Ironically, I originally started this blog as a pregnancy blog when I became pregnant after our 2nd IUI. Stupidly optimistic, I thought the blog would be a great outlet for sharing our pregnancy with friends and family back in North America since we live abroad, officially catapulting myself head-first into the land of happy-go-lucky attention whoring Moms-to-be that we all love to despise. Long before we began to share news of our pregnancy or I went public with Journey to Baby G - The Puppies and Rainbows Version, we found out our baby had no heartbeat at our 7.5 week ultrasound.
After the loss, I felt a strong need to both write about my experiences for myself and to interact with others also grappling with infertility and pregnancy loss. This blog has obviously turned out much differently from what I originally intended, but I suppose our story also has ended up much differently than I had hoped just a few months ago. Already, I have benefited so much from being a part of this online community and I am daily humbled by the strength, grace, resilience and intelligence of the other women that populate it.

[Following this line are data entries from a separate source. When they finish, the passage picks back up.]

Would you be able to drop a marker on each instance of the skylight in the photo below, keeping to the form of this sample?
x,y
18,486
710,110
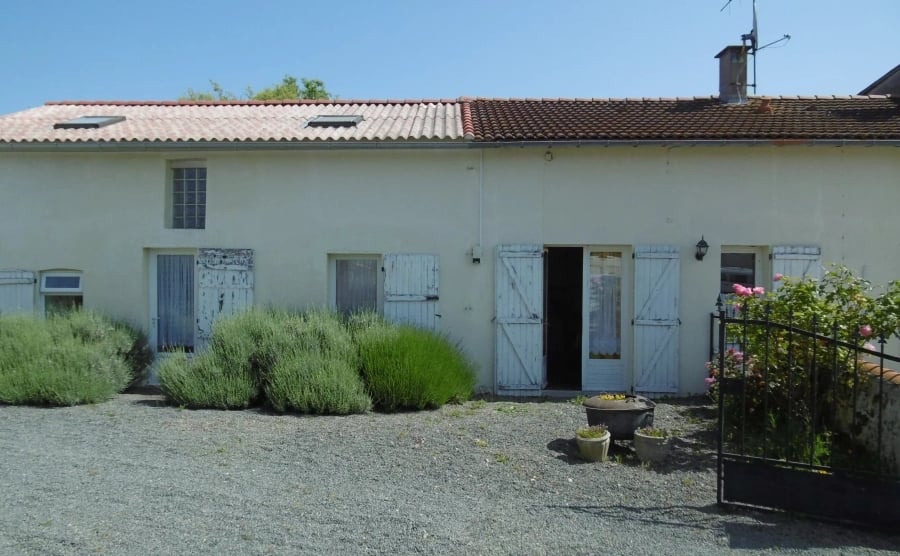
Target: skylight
x,y
89,122
334,120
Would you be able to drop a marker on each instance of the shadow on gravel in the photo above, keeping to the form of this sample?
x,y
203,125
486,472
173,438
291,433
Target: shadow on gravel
x,y
688,517
780,531
768,530
566,450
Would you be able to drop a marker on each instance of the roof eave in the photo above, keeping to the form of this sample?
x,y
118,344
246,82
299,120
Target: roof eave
x,y
831,142
131,146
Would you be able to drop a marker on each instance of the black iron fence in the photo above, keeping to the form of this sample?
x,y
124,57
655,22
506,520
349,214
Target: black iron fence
x,y
808,421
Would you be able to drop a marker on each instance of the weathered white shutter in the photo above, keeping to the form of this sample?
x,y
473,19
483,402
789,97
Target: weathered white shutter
x,y
16,291
226,287
519,315
656,292
797,261
411,285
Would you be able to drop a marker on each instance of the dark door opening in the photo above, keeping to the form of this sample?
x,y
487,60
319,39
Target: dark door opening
x,y
563,289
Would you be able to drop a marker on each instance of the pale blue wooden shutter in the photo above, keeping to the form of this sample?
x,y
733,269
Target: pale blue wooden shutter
x,y
16,291
656,318
411,289
226,287
796,261
519,316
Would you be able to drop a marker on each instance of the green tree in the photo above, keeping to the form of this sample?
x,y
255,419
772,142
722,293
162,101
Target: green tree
x,y
288,89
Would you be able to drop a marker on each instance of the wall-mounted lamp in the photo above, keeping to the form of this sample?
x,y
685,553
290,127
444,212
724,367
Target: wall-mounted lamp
x,y
702,248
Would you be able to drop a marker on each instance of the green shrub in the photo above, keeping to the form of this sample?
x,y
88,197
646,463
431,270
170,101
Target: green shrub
x,y
311,382
77,357
254,342
202,382
410,368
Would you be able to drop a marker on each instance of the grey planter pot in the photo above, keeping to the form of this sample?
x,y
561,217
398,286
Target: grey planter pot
x,y
651,449
594,449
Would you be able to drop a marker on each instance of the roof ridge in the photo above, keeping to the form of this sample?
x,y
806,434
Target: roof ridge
x,y
247,102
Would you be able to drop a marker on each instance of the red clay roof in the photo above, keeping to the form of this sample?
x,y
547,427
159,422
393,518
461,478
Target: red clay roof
x,y
780,119
762,118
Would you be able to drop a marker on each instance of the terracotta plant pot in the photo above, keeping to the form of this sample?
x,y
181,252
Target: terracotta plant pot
x,y
652,449
594,449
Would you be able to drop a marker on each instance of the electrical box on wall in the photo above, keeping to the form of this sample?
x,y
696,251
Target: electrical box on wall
x,y
476,254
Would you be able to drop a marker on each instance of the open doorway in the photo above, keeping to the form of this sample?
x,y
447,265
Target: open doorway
x,y
563,316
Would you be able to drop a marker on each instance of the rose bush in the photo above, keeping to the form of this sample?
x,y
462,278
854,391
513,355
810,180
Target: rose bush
x,y
795,351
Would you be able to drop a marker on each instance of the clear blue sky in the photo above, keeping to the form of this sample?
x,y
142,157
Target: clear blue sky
x,y
157,49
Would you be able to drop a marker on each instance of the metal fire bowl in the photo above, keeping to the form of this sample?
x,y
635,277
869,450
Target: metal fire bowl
x,y
622,417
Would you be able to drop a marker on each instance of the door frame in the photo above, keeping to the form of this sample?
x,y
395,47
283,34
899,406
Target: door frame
x,y
153,308
590,367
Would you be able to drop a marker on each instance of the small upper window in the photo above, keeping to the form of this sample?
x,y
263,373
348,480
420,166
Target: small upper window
x,y
334,121
89,122
737,268
61,282
61,291
189,197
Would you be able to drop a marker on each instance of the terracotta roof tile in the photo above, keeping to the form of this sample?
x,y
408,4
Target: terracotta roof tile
x,y
781,119
700,118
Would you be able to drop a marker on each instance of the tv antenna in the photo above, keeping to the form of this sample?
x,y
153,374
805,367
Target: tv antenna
x,y
751,40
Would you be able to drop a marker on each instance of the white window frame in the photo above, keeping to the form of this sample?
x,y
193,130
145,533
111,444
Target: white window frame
x,y
169,212
760,262
46,291
332,277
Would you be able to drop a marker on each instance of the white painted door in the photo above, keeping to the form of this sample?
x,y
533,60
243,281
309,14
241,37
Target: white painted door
x,y
656,318
797,261
411,286
16,291
225,277
603,336
519,315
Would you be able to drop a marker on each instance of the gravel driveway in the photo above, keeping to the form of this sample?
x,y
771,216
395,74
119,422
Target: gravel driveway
x,y
134,476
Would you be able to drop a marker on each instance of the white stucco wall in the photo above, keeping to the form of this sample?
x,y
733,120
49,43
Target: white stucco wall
x,y
102,212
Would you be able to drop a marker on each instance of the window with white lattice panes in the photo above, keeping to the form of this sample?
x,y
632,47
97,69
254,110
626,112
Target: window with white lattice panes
x,y
187,199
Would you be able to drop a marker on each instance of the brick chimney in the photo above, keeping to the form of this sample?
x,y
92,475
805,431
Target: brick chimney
x,y
733,74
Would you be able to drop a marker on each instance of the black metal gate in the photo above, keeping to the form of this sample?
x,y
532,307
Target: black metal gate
x,y
802,424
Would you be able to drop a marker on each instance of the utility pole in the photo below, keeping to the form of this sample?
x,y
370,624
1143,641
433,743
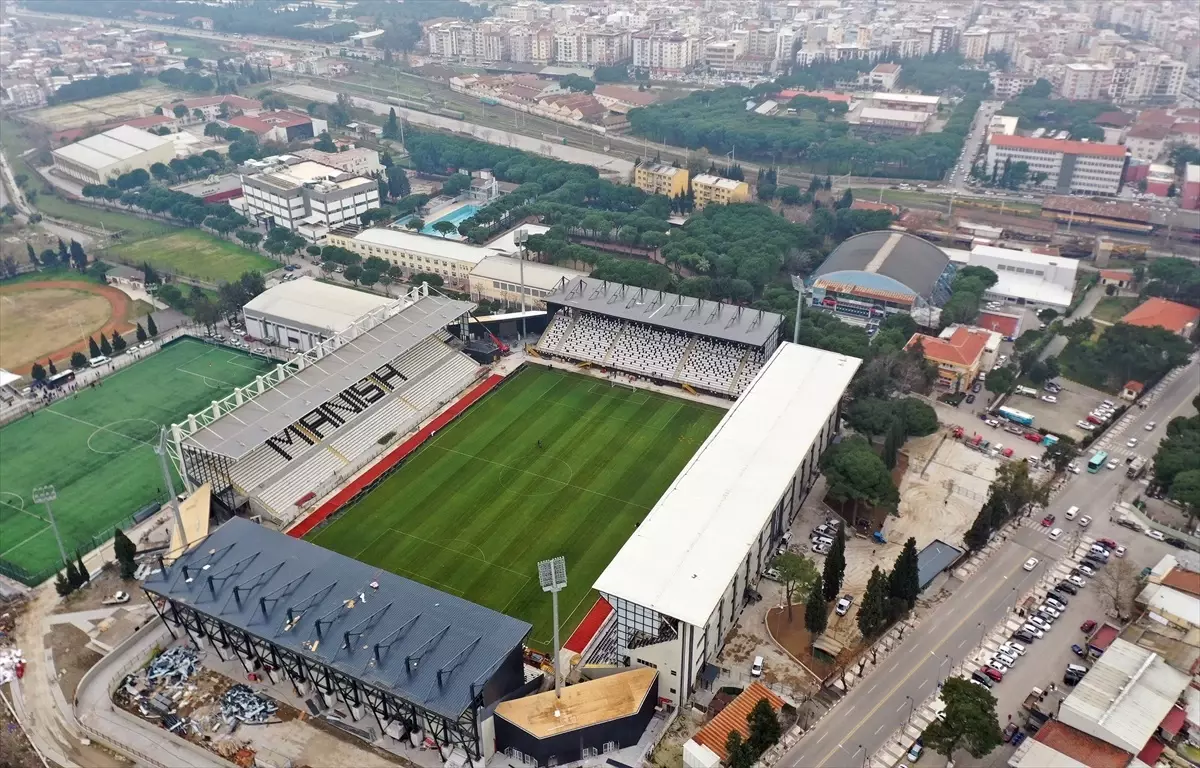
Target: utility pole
x,y
45,495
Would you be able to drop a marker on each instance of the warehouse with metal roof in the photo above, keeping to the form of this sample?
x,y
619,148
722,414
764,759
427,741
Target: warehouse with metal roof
x,y
876,274
678,583
403,657
100,157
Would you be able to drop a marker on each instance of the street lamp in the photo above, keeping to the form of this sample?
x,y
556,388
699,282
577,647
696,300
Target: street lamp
x,y
45,495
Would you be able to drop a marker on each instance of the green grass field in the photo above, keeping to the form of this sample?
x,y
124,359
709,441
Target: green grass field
x,y
196,255
475,509
96,448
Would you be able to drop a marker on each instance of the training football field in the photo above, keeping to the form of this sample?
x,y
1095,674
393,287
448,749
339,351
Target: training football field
x,y
475,508
96,448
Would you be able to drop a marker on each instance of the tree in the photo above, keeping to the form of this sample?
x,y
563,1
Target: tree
x,y
873,610
835,565
765,729
1119,583
904,582
816,616
125,551
796,573
970,720
325,143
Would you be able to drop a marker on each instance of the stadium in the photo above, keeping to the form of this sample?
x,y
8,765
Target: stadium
x,y
877,274
667,510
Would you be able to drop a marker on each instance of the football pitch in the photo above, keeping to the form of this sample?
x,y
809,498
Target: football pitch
x,y
96,448
475,509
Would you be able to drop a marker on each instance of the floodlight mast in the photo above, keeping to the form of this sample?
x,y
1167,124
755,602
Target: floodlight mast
x,y
552,576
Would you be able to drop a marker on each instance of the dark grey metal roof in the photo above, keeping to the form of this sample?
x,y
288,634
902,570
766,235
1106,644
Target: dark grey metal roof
x,y
243,430
666,310
934,559
900,256
427,647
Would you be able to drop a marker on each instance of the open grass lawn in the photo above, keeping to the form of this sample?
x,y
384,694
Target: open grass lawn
x,y
1113,309
195,253
96,448
475,509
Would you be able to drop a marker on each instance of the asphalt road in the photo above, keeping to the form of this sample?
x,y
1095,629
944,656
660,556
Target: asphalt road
x,y
862,723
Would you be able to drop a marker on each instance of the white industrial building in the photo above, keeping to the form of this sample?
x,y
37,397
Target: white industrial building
x,y
678,583
304,312
97,159
1026,277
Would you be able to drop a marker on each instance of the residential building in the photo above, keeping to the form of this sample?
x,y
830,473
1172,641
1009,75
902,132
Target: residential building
x,y
1085,81
958,355
1155,312
360,161
414,252
661,179
103,156
708,189
309,198
1068,166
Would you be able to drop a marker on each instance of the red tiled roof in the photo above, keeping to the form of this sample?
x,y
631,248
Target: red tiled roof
x,y
589,627
733,718
963,348
1078,745
1183,580
1162,313
1057,145
1173,721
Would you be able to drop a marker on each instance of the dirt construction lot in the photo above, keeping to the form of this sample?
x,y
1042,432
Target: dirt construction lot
x,y
52,319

Currently, we are in the midst of our 3rd Clomid/IUI cycle. I was diagnosed with lean PCOS a few months ago, a diagnosis that was very surprising to me, since I definitely don't fit the classic PCOS picture. I am surprised by how different trying to conceive feels since the loss - perhaps because the loss is so recent.
On one hand, I am still shocked that we got pregnant at all to begin with. On the other hand, I am terrified that I will keep losing babies every time I get pregnant or that I won't get pregnant again. It seems like we keep falling on the wrong side of the statistics, so it is hard to have faith that one of these months it will finally be different. While I am excited to be back in the game, it is even harder to imagine myself pregnant with a healthy pregnancy and like everyone else, I hate not knowing how much pain it will take to get there or even if we will get there.
When we aren't obsessing over our future offspring, I bide my time in a research lab and Y operates on peoples' eyes with hands infinitely more coordinated and steady than my own.